Of course, to find the best flavors you can always go directly to the source. Mercado de Abastos is Oaxaca’s largest market, a colorful showcase of all the area has to offer. Book a tour through the bustling hub with noted guide — and Instagram celebrity — Omar Alonso (@Oaxacking). “This is where locals go to buy everything,” he explains. “During holidays it’s particularly packed as we gather the ingredients we’ll need to offer to our guests that come during the festivities.”
Arrive during Día De Los Muertes and Alonso will take you to the marigold fields at Zimatlan de Alvarez, to buy the celebratory flower from the locals who grow it. “People wait the whole year for this occasion to dress up and dance on the streets at night,” he explains of the ritual.
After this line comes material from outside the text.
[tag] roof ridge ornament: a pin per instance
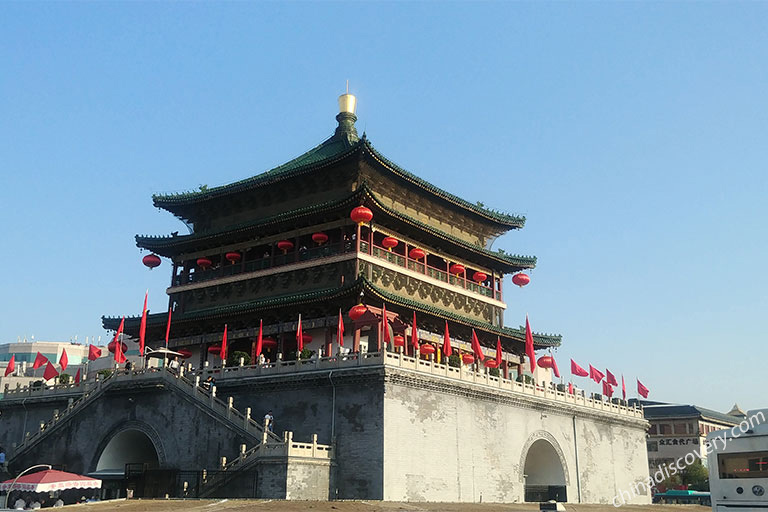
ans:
(346, 130)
Coon commemorates the holiday with an annual soiree at her home in centro (downtown). The ticketed, invite-only event culminates in a comparsa (parade) through the city and raises money for local charities. Over nine years, Gem&Bolt has contributed more than $50,000 to the community. “There are a number of Mexican states that also embrace Day of the Dead in incredibly rich ways,” she observes, “But without question, Oaxaca is amongst the most festive and colorful.”
No matter what time of year you land, the mezcal will surely be flowing. Vasquez advises stops at the Insitu Mezcaleria to learn at the feet of industry legend Ulises Torrentera. Cuish Mezcaleria and Sabina Sabe are obligatory pit stops on any evening crawl. During the day you can sample rare expressions, by appointment, at the Mezcaloteca.
“But the best way to experience mezcal is to get outside of the city and explore the small communities that make it,” says Alonso, who takes guests on daylong adventures into the rural palenques (farm distilleries) that have been producing the liquid in the same way for generations. Starting at $125 per person, he includes transportation, tastings, and lunch. “Still, if you want to visit a distillery [on your own] I’m sure they will receive you with some mole, bread, and chocolate.”
When you venture back to town, book your stay at the recently launched Hotel Sin Nombre — a boutiquey bohemian lair that eschews in-room WiFi to foster a communal vibe built around a two-story central atrium. For more traditional luxury — and amenities — you’ll want to lay your head at the Quinta Real.
Wherever you stay and whatever experiences await, this city extends a warm welcome, year-round. “There is always a reason to go to Oaxaca,” maintains Vasquez. “If there isn’t, we come up with one.”